SQS Queue usage for decoupling, ordering and retry

Published in

heycar

9 min readOct 6, 2021

Introduction

Messages queue is a powerful tool for asynchronous communication between services. Messages are sent to the queue by a Producer and stay in the queue until they are not consumed and processed by a Consumer. Amazon SQS — is a message queueing service from Amazon.

In this article we will cover:

How we improved our communication with 3rd party services by using a queue
What were the reasons to start using queues for our service
How queues can be used as a retry mechanism
How queues help in the decoupling of services

What will not be covered:

How to setup queue itself, we can’t describe that better than it’s done in Amazon docs

In the end, we will share our conclusions on queues usage and share which advantages and disadvantages they brought to the daily life of our developers.

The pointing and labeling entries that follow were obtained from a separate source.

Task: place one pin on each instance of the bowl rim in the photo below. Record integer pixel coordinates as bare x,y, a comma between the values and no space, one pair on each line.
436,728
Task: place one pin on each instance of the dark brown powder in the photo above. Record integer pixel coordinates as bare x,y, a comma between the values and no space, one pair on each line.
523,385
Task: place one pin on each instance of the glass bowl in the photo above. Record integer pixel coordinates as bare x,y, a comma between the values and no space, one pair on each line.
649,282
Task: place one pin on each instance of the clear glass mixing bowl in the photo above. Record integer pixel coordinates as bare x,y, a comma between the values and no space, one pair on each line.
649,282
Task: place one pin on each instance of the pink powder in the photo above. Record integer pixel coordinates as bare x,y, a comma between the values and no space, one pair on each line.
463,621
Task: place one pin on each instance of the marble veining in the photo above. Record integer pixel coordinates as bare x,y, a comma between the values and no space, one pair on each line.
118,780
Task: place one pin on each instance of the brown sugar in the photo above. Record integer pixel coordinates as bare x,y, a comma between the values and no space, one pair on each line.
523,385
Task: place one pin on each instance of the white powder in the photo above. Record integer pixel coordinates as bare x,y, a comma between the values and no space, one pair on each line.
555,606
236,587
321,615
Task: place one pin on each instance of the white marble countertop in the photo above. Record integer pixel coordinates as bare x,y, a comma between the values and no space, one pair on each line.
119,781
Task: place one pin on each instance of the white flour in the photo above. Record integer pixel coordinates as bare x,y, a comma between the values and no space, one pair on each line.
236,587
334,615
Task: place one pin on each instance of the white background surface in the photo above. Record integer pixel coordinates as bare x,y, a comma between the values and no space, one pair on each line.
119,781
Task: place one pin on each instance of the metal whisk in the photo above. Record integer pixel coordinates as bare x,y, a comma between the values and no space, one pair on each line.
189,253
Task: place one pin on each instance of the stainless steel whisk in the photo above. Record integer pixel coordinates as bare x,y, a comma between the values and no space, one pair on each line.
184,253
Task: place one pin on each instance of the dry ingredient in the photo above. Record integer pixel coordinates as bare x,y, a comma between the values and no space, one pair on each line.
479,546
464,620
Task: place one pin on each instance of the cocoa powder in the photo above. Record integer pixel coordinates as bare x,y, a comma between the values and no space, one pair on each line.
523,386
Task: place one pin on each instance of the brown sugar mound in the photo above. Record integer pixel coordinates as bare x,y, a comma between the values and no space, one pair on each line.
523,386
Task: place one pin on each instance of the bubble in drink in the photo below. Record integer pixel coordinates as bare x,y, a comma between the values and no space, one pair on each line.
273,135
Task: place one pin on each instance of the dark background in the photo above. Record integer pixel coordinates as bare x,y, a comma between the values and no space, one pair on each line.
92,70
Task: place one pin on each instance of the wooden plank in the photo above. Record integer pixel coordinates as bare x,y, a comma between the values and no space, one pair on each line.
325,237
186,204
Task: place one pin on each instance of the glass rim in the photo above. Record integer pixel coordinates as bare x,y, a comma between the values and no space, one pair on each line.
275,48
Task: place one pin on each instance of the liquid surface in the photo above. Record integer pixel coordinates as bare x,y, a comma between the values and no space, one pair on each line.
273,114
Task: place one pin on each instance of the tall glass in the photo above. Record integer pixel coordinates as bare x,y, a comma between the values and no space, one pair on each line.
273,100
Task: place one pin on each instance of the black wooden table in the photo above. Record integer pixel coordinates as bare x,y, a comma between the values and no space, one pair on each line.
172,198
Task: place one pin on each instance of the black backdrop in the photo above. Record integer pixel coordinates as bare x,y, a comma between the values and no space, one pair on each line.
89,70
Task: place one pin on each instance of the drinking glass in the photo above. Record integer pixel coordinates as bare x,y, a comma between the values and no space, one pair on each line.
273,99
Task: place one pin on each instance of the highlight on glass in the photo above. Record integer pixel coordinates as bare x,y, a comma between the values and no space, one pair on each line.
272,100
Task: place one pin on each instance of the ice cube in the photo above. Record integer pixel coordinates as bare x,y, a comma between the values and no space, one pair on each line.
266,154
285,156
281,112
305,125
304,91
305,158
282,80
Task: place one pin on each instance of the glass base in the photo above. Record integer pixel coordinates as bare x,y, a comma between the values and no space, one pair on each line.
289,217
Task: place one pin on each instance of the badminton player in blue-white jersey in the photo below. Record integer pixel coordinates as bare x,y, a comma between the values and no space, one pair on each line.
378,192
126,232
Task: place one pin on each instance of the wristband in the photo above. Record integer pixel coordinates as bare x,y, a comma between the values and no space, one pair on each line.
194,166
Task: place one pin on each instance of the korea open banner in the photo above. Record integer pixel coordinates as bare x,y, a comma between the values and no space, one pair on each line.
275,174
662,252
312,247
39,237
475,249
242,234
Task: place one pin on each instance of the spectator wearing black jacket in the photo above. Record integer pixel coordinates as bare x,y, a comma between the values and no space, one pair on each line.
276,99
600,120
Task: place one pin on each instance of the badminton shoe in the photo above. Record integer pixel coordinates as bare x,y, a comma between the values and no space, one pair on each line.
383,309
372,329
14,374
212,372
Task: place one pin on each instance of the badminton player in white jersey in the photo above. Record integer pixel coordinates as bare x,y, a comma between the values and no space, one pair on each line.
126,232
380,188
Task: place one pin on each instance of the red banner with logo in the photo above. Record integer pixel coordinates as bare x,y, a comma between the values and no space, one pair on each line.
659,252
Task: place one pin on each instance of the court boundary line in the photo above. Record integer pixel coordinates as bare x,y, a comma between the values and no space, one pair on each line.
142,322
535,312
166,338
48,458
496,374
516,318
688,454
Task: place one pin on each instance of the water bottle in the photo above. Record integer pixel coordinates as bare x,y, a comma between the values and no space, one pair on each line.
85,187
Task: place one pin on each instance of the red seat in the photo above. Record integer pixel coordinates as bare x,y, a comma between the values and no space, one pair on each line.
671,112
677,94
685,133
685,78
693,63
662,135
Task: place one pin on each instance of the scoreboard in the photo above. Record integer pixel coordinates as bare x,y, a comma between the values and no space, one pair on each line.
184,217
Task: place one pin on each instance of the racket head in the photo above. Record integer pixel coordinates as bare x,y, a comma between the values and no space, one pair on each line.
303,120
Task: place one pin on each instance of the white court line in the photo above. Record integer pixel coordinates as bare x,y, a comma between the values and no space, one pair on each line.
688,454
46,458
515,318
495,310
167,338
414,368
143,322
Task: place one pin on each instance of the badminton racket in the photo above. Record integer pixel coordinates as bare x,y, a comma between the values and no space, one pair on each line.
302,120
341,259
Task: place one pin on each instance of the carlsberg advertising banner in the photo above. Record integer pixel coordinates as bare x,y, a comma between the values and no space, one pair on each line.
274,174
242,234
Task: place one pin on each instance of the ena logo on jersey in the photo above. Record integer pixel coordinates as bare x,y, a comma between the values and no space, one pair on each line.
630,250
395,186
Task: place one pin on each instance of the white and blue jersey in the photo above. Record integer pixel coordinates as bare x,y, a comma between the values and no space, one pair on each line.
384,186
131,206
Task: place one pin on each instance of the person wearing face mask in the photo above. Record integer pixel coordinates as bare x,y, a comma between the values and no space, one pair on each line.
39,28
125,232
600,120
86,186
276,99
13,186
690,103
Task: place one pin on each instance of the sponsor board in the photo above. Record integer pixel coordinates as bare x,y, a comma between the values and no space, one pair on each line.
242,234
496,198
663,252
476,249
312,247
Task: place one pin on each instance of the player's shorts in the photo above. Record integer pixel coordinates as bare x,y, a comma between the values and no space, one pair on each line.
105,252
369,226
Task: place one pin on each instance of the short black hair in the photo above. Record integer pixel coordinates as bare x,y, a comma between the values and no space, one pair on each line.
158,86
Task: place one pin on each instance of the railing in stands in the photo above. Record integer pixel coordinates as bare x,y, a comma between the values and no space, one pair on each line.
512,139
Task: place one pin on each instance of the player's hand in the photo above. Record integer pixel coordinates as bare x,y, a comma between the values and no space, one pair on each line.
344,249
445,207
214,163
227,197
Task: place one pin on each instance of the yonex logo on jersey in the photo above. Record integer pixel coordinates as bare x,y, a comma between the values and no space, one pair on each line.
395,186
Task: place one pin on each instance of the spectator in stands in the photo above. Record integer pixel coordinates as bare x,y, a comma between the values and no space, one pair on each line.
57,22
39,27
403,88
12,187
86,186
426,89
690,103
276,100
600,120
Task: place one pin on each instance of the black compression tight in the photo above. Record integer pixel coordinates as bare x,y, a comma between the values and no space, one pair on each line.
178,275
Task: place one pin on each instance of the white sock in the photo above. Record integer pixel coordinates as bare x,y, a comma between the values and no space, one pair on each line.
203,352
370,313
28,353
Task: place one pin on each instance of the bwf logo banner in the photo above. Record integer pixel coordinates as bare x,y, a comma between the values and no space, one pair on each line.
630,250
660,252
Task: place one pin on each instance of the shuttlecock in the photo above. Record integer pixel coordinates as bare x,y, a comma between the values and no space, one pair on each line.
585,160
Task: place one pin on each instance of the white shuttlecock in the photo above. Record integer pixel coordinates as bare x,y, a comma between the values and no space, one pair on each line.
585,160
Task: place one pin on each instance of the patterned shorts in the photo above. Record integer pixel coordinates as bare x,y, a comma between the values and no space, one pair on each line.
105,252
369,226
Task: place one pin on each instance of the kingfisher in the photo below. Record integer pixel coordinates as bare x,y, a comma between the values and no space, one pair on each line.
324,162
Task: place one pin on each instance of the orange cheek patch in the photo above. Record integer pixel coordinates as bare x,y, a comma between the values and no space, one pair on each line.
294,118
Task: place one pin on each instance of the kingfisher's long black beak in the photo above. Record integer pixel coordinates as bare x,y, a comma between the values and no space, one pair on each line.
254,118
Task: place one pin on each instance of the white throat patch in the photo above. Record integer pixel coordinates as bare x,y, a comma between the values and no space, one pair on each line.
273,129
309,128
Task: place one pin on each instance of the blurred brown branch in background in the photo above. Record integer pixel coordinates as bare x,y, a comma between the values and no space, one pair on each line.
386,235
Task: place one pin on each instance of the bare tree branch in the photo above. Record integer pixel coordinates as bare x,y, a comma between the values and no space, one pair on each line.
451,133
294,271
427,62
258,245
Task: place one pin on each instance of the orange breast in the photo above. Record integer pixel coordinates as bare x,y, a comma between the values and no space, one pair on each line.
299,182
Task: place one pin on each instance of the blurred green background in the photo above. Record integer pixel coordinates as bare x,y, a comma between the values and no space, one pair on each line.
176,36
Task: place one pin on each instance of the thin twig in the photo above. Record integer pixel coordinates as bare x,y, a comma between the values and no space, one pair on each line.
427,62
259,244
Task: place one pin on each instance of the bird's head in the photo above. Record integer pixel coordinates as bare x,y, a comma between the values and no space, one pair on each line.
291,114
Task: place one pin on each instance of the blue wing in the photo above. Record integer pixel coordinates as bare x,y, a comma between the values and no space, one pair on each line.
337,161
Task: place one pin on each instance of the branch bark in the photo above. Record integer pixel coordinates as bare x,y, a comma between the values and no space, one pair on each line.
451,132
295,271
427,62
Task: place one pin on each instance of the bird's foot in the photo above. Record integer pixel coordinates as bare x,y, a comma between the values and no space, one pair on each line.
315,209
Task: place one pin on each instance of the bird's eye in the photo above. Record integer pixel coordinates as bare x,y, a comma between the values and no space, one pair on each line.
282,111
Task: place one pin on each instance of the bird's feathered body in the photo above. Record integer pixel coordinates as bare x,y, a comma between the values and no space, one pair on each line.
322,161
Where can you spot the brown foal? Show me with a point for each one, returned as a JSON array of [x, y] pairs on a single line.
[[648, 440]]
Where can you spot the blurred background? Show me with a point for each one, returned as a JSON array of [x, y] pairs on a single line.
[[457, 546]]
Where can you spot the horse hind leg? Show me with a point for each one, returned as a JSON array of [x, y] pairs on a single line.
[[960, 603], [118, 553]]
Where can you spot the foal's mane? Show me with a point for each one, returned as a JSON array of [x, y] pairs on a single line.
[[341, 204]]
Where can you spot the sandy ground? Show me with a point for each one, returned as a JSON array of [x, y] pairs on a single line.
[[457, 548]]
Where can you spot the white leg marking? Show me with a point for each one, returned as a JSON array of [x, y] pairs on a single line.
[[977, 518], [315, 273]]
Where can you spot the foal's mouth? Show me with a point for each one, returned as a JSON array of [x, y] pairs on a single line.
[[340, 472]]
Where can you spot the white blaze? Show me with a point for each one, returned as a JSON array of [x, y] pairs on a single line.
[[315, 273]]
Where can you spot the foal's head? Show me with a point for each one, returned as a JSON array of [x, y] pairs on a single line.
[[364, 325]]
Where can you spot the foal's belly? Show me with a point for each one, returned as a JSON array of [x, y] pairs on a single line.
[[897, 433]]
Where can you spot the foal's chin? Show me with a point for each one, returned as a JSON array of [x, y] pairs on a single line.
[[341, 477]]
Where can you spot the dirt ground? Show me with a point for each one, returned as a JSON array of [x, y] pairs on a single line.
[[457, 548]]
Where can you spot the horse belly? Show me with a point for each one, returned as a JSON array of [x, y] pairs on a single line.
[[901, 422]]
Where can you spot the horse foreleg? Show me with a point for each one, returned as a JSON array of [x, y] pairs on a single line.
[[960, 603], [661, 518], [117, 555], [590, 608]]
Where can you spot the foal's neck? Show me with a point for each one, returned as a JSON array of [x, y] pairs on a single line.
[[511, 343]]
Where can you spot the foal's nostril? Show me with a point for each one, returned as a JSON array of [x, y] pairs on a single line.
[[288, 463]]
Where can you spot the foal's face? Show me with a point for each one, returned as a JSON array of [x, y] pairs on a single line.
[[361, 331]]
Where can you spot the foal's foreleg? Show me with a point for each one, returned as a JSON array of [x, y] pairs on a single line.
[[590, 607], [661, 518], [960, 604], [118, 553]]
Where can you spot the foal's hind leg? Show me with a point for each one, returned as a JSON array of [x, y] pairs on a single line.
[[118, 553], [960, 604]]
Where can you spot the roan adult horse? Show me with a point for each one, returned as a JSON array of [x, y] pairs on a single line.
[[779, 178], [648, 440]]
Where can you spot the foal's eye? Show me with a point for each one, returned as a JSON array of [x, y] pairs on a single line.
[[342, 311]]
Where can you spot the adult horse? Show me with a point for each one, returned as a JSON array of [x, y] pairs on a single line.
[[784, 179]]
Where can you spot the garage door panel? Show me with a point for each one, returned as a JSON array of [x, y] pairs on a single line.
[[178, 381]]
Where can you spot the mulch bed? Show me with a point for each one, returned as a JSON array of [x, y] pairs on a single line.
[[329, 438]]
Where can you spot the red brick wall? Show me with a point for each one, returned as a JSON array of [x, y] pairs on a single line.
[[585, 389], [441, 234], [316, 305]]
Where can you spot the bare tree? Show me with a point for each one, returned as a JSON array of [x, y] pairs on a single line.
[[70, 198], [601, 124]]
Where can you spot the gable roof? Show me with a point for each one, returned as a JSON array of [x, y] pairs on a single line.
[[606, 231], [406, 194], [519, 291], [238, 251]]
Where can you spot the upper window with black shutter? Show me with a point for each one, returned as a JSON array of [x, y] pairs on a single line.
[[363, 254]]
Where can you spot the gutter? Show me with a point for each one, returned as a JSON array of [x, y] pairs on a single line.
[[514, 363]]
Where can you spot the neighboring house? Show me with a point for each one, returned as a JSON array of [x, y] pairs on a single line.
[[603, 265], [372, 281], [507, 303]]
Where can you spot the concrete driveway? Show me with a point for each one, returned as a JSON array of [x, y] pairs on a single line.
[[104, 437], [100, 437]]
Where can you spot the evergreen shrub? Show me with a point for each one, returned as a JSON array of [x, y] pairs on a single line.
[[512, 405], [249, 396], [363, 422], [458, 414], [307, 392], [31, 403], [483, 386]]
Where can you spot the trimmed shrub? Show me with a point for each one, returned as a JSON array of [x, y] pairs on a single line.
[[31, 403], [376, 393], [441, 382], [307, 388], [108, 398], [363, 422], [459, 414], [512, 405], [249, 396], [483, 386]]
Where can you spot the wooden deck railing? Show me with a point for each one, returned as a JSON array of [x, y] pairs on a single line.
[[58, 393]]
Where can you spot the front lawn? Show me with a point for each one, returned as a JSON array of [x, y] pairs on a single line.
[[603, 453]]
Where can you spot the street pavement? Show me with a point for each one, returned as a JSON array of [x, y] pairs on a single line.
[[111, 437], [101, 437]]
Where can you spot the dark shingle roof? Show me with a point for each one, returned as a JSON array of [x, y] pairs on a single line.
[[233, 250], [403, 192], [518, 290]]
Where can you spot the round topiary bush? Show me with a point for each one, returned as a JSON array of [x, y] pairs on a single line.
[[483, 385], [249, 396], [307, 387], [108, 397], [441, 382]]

Use case example and description without queue

There could be many examples of how queues are solving our problems. One good example use case is how our service interacts with a CRM system because it covers all the problems we faced.

*Simple diagram of interaction with CRM system*

As you can see it’s a pretty simple use case:

User orders a vehicle on heycar
For each purchase, heycar checkout-service creates a CRM ticket to track order flow and help Customer Support team assist the user
During user journey in vehicle purchase flow, we will send requests to update tickets on CRM to display the relevant status of the purchase

The technical part of it is pretty simple and common:

The user interacts with the heycar client app
client app interacts with backend service via REST API
backend service interacts with the REST API given by the CRM system provider
the entire communication is synchronous HTTP calls

Original solution problems details

Issues which we faced with the described solution and which we tried to predict and prevent

The first two and most important issues which we faced were:

CRM system API often was not available and order creation was failing at that time.
CRM system API response time often was too high and was growing exponentially under high load. This was quite crucial, cause a call to CRM was synchronous and was blocking request handling execution thread until response not received

Initially, we devised and analyzed three possible solutions to the issues we were having

Change CRM system.

This solution was rejected almost immediately cause no guarantee that the new CRM provider will be more stable and data migration could be quite expensive.

2. Spring Events

Spring Events are promising on first look. But when we dived deeper into that topic we discovered few disadvantages which were quite crucial in our case.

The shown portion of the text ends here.